Ümmü Süleym (r.anhâ) metânet sâhibi bir hanımdı. Engin bir sabır içerisinde telâşa kapılmadan, sâkin, mütevekkil ve kadere râzı bir halde, feryad ü figan etmeden çocuğu yıkayıp, kefenledi. Kokular sürerek üstünü örttü. Evdekilere de; Ebû Talhâ'ya ben haber verinceye kadar siz bir şey söylemeyin diye tenbihatta bulundu. Bir müddet sonra Ebû Talhâ eve geldi. Oğlunun durumunu öğrenmek istedi. Ümmü Süleym (r.anhâ): "Biraz rahatlamış olacak, eskisinden daha sâkin..." dedi. Ölüm haberini birden vermek istemedi. Hemen kalkıp daha önce hazırladığı yemeği beyinin önüne getirdi. Ebû Talhâ (r.a.) hanımının telaşsız halinden çocuğun iyileştiğini zannetti. Birlikte yemek yediler, sohbet ettiler.

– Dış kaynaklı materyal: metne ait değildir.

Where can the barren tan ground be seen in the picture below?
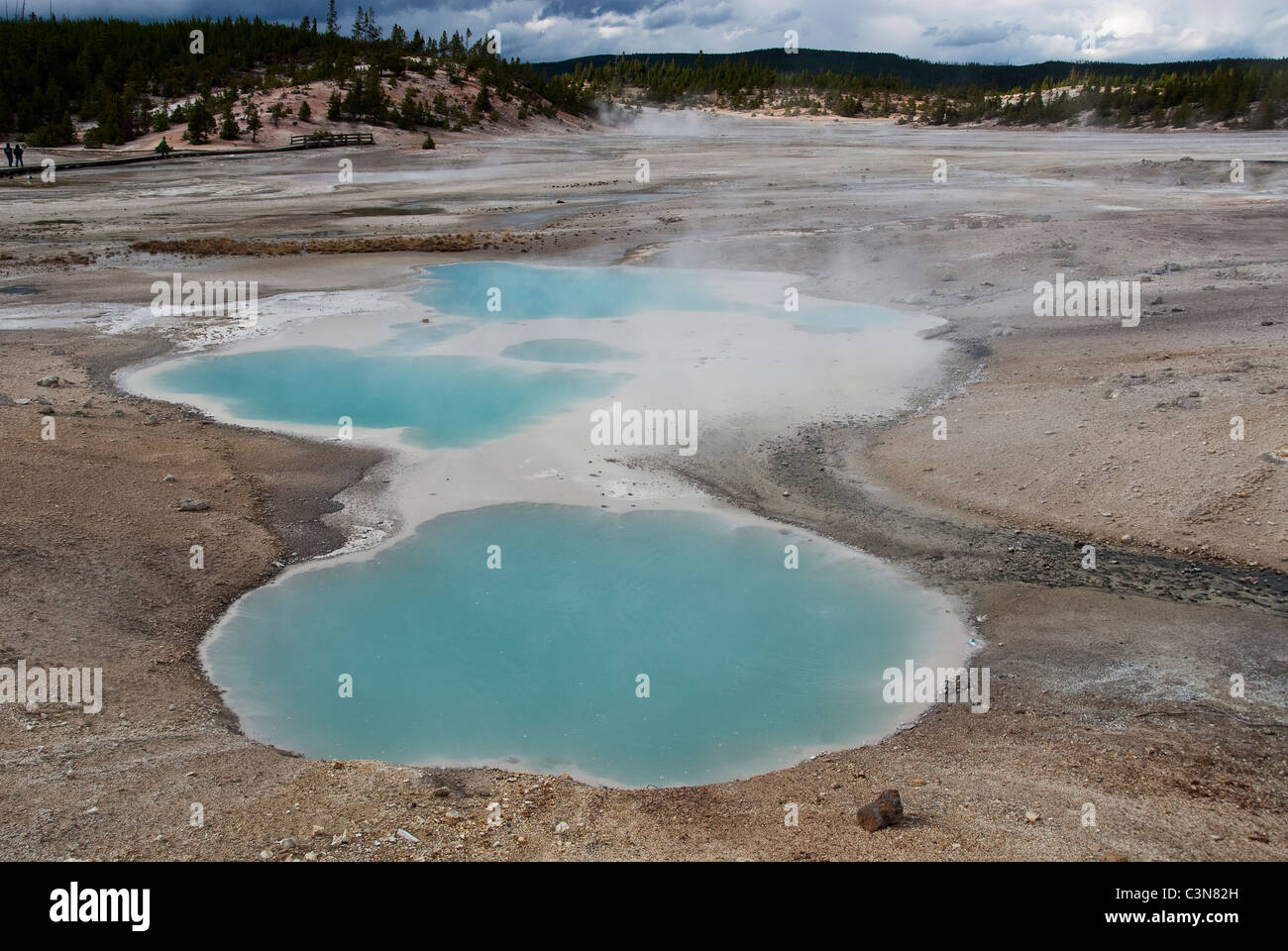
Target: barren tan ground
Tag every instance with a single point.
(1109, 687)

Ümmü Süleym (r.anhâ) beyine karşı sâkin ve güleryüzlü görünerek onun istirahatini ve gecesinin neşe ile geçmesini sağladı. Sabah namazı mescide gitmek üzere hazırlanan kocasına: "Ya Ebâ Talhâ! Şu komşumuzun yaptığına bak! Kullanmak üzere benden emanet aldıkları malı geri almak için gittiğimde vermek istemediler. Ağırlarına gitmiş!..." diyerek dikkat çekti. Ebû Talhâ (r.a) da: "Olur mu öyle şey!. Hiç iyi etmemişler." dedi. Kocasını bu şekilde hazırlayan Ümmü Süleym (r.anhâ): "Ya Ebâ Talhâ! Oğlun senin yanında Allah'ın bir emaneti idi. Onu geri aldı." dedi. Ebû Talhâ (r.a) birden bire şaşırdı. Söyleyecek bir şey bulamadı ve: "İnnâ lillâh ve innâ ileyhi râciûn = Biz Allah'dan geldik Allah'a döneceğiz." âyetini okuyarak teslimiyet gösterdi.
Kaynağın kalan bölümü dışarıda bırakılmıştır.